Slavery and the Constitution
The Constitution of the United States as it was drafted and sent for ratification in 1787 did not contain the word “slave”, but slavery had been a fiercely debated topic during the Constitutional Convention and the document contained references and protections for enslavement across its parchment pages. Not until 1865 and the ratification of the 13th Amendment to the Constitution did slavery officially end in the United States.
Among the 55 delegates who gathered for the Grand Convention (Constitutional Convention) in 1787, around 25 of them owned slaves. Some already had feelings against slavery and—like George Washington—would free enslaved people in their wills. Others like Benjamin Franklin had already manumitted the people they had held in bondage. A few—like Alexander Hamilton—would become outspoken advocates for abolition.
The month of August 1787 found the convention delegates grappling with the issue of slavery, a moral and ethical question that threatened the unity and goals of the convention. Gouverneur Morris, a delegate from Pennsylvania, attacked slavery as a moral abomination, particularly targeting southern delegates who professed little willingness to end the practice in their home states. Representation in Congress based on population sparked the debate. Enslaved people were part of a state’s population, but should they be represented? Enslaved people were considered property without rights or privileges, but southern states argued that enslaved people should be included in the population count toward that state’s number of delegates in the House of Representatives. Smaller states and northern states realized this would distort the number of representatives that southern states sent to congress and protested on political and moral grounds.
Eventually, the convention adopted the Three-Fifths Compromise which counted three-fifths of a state’s slave population for representation. This still gave southern states with large slave populations an advantage with more representatives and more electoral votes. The three-fifths number did not come from a belief that enslaved people were part human; rather, the number was derived from an approximation of measuring wealth that an enslaved person contributed to that state’s economy. The Three-Fifths concept predated the Constitutional Convention had had been debated in the Confederation Congress, but for the first time it was added to a national government document in 1787. The additional seats in Congress that southern states gained with the Three-Fifths Compromise created the “Slave Power” in the legislature and allowed bills favorable to the southern region to pass more easily in congress. The frustration over imbalances of regional political power led to future compromises like The Missouri Compromise (1820), the Compromise of 1850 and the Kansas-Nebraska Act. More electoral votes from slave-holding states also meant the greater likelihood of their preferred candidate for president, and in time, meant Supreme Court justices favorable to slavery.

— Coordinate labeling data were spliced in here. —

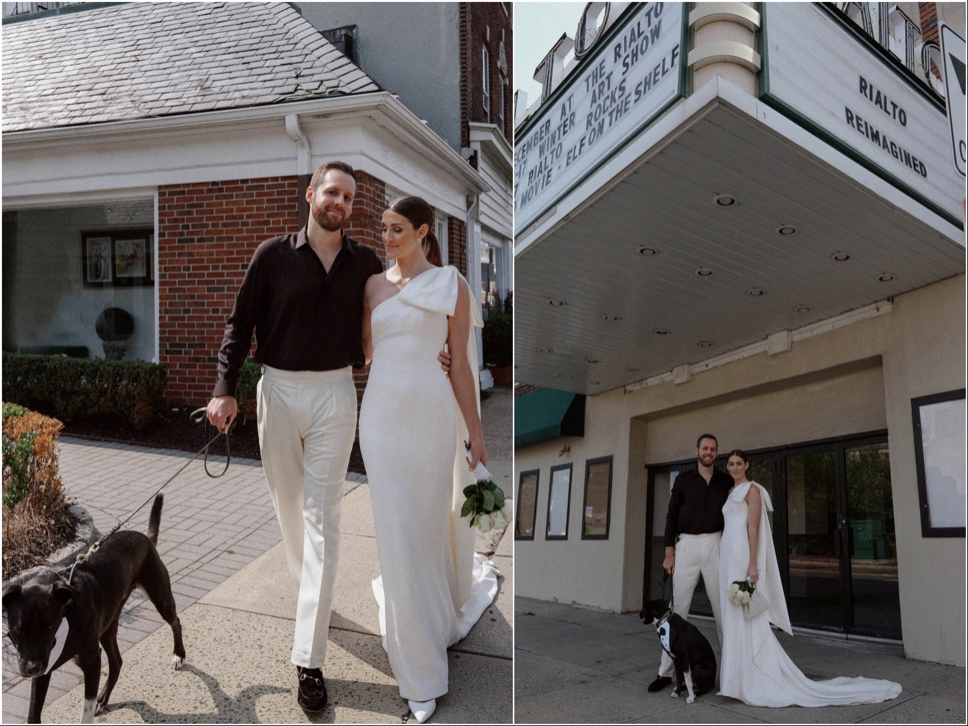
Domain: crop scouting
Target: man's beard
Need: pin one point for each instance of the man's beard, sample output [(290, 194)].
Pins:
[(324, 221)]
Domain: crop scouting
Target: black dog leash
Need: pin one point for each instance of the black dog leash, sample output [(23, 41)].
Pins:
[(196, 417)]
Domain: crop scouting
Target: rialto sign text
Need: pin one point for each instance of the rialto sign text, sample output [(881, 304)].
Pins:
[(618, 88)]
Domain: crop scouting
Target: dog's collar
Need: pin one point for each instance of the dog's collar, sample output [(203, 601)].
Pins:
[(60, 637), (664, 618)]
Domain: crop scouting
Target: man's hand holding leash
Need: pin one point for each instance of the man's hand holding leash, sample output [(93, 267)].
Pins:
[(221, 412)]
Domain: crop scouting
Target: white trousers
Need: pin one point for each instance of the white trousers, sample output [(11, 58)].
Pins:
[(307, 423), (696, 554)]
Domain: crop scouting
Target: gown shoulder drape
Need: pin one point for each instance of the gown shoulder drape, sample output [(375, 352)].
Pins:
[(433, 587), (754, 667)]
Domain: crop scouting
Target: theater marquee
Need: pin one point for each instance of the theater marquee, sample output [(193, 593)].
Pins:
[(860, 100), (620, 86)]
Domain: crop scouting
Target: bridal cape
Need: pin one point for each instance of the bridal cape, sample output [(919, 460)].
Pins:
[(754, 667), (433, 587)]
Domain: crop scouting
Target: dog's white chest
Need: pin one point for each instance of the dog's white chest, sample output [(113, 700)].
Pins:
[(663, 632), (60, 638)]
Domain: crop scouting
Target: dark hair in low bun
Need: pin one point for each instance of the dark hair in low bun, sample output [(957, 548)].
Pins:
[(419, 212)]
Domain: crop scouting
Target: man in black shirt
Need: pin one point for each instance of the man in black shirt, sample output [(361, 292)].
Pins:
[(695, 517), (303, 296)]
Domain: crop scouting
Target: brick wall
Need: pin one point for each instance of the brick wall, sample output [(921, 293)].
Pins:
[(457, 244), (929, 22), (207, 233), (477, 22)]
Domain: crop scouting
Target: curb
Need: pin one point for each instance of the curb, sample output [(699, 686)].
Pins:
[(85, 535)]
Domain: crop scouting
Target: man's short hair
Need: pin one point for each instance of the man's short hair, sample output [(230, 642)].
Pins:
[(706, 436), (323, 168)]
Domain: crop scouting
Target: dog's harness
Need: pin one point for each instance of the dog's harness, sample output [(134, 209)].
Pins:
[(196, 416), (60, 637), (662, 630)]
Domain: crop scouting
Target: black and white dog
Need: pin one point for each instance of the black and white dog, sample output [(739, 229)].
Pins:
[(51, 622), (692, 656)]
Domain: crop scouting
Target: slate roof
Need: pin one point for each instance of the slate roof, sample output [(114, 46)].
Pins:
[(144, 60)]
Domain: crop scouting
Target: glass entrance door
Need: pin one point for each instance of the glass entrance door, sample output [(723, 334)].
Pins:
[(876, 606), (814, 592), (842, 567)]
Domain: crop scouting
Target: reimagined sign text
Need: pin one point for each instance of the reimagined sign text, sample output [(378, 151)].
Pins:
[(622, 84)]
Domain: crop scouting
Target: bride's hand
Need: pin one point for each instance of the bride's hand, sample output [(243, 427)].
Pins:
[(753, 574), (444, 359)]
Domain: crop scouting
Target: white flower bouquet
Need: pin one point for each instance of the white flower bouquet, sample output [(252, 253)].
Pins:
[(485, 506), (740, 592)]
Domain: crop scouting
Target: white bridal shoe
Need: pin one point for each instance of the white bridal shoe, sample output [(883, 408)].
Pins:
[(422, 710)]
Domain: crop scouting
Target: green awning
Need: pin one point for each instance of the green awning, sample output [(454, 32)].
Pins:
[(546, 414)]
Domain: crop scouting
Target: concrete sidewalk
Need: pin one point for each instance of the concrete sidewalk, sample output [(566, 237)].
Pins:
[(221, 543), (576, 665)]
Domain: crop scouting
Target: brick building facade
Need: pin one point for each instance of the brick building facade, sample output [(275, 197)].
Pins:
[(195, 176), (485, 27)]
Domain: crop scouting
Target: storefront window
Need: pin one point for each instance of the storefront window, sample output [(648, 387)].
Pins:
[(598, 498), (64, 268), (559, 497), (527, 505)]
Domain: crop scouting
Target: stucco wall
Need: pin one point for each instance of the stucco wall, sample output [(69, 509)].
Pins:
[(925, 354), (854, 379)]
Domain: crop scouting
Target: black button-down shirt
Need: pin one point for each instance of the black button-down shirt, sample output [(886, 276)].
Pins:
[(305, 318), (696, 507)]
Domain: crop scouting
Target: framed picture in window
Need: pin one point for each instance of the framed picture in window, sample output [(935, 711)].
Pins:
[(598, 498), (559, 502), (939, 449), (97, 261), (527, 505), (118, 257)]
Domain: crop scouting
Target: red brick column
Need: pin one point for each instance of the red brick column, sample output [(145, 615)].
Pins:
[(457, 244)]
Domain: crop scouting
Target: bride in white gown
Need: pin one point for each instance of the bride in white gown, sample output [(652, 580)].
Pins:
[(754, 667), (413, 423)]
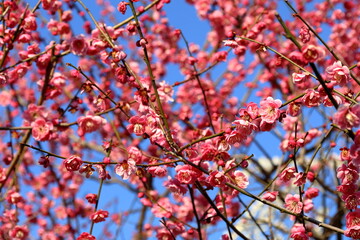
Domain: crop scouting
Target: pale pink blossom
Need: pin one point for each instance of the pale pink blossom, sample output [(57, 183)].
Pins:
[(79, 45), (89, 123), (293, 204), (85, 236), (312, 53), (298, 232), (217, 179), (73, 163), (91, 198), (269, 110), (312, 98), (99, 216), (19, 233), (241, 179), (122, 7), (270, 196), (304, 34), (347, 116), (175, 186), (162, 208), (287, 174), (126, 168), (338, 73), (137, 125), (187, 174), (311, 192), (353, 218), (41, 129), (165, 92)]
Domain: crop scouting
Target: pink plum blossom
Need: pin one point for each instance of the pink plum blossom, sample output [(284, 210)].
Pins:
[(89, 123)]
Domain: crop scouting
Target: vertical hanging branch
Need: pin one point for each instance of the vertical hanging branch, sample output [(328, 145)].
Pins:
[(143, 42), (207, 108)]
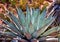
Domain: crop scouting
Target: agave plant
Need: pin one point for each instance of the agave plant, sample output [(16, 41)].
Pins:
[(33, 25)]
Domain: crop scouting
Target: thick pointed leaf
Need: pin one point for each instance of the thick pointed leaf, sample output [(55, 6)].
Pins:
[(50, 31), (15, 20), (40, 31), (12, 27)]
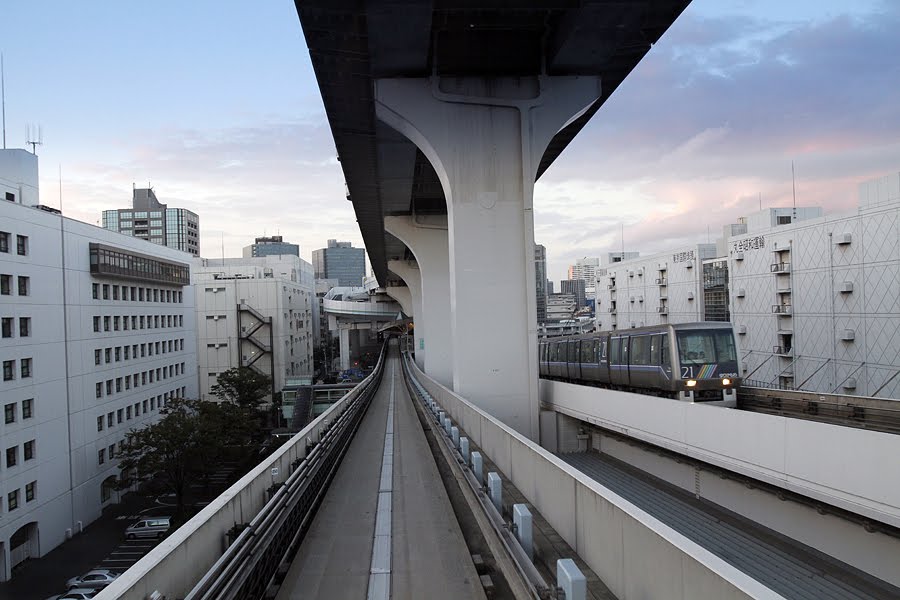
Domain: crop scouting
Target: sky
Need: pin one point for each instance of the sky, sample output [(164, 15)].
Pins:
[(214, 104)]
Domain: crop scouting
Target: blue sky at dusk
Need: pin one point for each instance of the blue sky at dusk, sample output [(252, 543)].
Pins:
[(216, 105)]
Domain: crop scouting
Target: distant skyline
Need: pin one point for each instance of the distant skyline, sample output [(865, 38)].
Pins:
[(216, 106)]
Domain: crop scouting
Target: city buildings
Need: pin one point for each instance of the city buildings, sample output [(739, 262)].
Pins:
[(270, 246), (150, 220), (97, 335), (341, 261), (540, 279), (814, 298), (256, 313)]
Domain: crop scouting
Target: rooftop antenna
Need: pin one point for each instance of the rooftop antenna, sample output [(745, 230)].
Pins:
[(794, 188), (3, 98), (35, 137)]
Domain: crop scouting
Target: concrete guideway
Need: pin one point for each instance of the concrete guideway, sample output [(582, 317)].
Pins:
[(429, 557)]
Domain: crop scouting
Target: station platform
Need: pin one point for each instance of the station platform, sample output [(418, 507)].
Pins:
[(786, 567), (428, 554)]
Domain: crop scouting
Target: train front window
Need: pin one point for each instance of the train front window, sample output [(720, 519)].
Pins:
[(705, 346)]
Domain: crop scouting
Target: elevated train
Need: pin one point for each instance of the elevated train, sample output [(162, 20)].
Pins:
[(688, 361)]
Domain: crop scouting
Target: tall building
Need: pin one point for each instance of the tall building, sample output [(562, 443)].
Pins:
[(255, 313), (341, 261), (98, 334), (540, 279), (574, 287), (150, 220), (270, 246)]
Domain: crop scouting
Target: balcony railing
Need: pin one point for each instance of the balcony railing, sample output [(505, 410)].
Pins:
[(780, 267)]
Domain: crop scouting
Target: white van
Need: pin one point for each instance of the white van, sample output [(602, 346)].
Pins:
[(149, 527)]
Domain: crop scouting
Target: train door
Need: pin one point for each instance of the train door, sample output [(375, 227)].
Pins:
[(618, 360), (589, 367), (640, 370)]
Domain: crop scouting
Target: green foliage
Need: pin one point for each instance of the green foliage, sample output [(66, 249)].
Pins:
[(186, 445), (242, 386)]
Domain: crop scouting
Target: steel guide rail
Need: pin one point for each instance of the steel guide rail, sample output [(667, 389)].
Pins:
[(250, 564), (536, 585)]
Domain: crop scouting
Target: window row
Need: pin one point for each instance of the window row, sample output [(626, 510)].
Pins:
[(109, 291), (120, 384), (23, 285), (117, 417), (134, 322), (9, 369), (12, 453), (10, 411), (12, 498), (120, 353), (8, 326), (21, 243)]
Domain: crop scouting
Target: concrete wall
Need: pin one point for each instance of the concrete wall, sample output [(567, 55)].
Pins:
[(181, 560), (635, 555), (842, 466)]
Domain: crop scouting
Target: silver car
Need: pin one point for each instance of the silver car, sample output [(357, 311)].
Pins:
[(96, 579)]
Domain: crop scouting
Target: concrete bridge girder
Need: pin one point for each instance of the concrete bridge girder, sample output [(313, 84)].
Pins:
[(485, 138), (426, 237)]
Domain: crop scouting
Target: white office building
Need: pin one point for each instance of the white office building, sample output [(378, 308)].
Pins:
[(256, 313), (816, 301), (97, 334), (655, 289)]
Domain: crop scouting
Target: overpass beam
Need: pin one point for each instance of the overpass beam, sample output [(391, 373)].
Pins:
[(485, 138), (426, 237), (409, 272)]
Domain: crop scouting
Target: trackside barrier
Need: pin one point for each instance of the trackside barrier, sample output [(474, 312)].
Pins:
[(196, 552), (634, 554)]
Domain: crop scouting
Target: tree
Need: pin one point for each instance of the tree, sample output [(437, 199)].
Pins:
[(242, 386), (185, 445)]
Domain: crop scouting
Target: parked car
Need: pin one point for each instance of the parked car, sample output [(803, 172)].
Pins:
[(96, 579), (154, 527)]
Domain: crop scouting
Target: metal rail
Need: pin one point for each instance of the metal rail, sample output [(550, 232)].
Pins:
[(251, 563), (865, 413)]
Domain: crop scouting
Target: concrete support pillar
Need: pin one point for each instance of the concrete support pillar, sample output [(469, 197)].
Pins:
[(426, 237), (409, 272), (485, 138), (345, 348)]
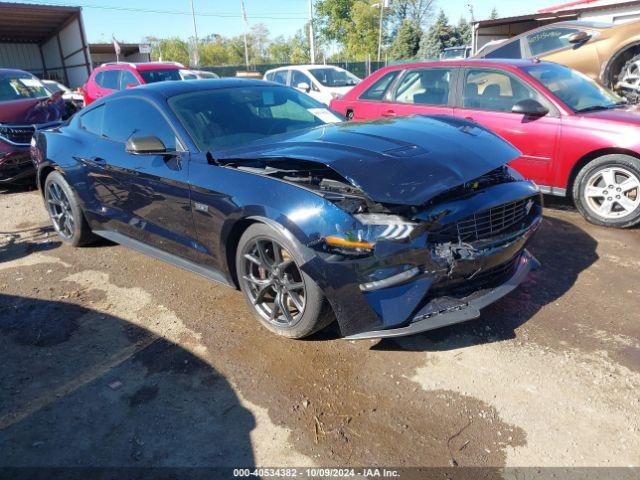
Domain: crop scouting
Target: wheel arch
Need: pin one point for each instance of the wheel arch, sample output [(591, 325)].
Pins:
[(591, 156), (43, 173), (617, 60), (232, 240)]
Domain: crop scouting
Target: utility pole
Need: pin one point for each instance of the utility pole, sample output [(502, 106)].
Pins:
[(196, 53), (312, 50), (246, 28), (382, 5)]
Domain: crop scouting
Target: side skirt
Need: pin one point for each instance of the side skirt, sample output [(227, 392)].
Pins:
[(169, 258)]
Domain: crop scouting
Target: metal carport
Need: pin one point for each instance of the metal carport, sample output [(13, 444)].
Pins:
[(48, 41)]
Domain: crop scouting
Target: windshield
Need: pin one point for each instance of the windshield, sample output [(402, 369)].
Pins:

Other aspects of slavery in the United States came under debate and were addressed in the Constitution.
South Carolina and Georgia delegates threatened that their states would not join the union if there were restrictions to the Transatlantic Slave Trade imposed in the Constitution. Luther Martin from Maryland, a slaveholder himself spoke out, saying, “It [slave trade] is inconsistent with the principles of the Revolution and dishonorable to the American character to have such a feature in the constitution.” He argued that the slave trade had to be regulated by the federal government because the entire nation could be affected by slave revolts. Eventually another compromise was reached. For 20 years—until 1808—there would be no restriction on the slave trade and in return the federal government could make laws requiring American ships to be used in all commerce to the benefit of shipbuilders and maritime men in the northeast region.
On the same day that the convention reached a compromise about the slave trade and commerce, it also agreed to a fugitive slave clause. This meant that enslaved people who ran away and sought freed had to be returned to their enslavers, and that the federal government would enforce that rule. Additional fugitive slave laws would be passed in the 19th Century, and this was not repealed in practice until 1861—the first year of the American Civil War—when General Benjamin Butler refused to return fugitives to slavery in the Confederacy.
Lastly, when the Constitution gave power to the federal government to forcible put down domestic rebellions, that included slave insurrections. Fear of slave uprisings worried white people in slave holding states and increased in the early decades of the 19th Century. In the event of a slave revolt, Federal troops could be sent to fight against enslaved people seeking freedom through violent means.
Even as they compromised on issues surrounding slavery and declined to outlaw the practice during the Constitutional Convention, delegates recognized that they were not dealing with slavery and letting the moral issue fester and grow. George Mason, who enslaved people on his Virginia land, denounced slavery at the convention, saying, "Every master of slaves is born a petty tyrant. They bring the judgment of heaven on a country." Decades of suffering for enslaved men, women and children and decades of political power struggles among white politicians would culminate in a bloody Civil War. When the Civil War ended, a new amendment was ratified and added to the Constitution of the United States: "Neither slavery nor involuntary servitude, except as a punishment for crime whereof the party shall have been duly convicted, shall exist within the United States, or any place subject to their jurisdiction." But in 1787, that was still 78 years in the future.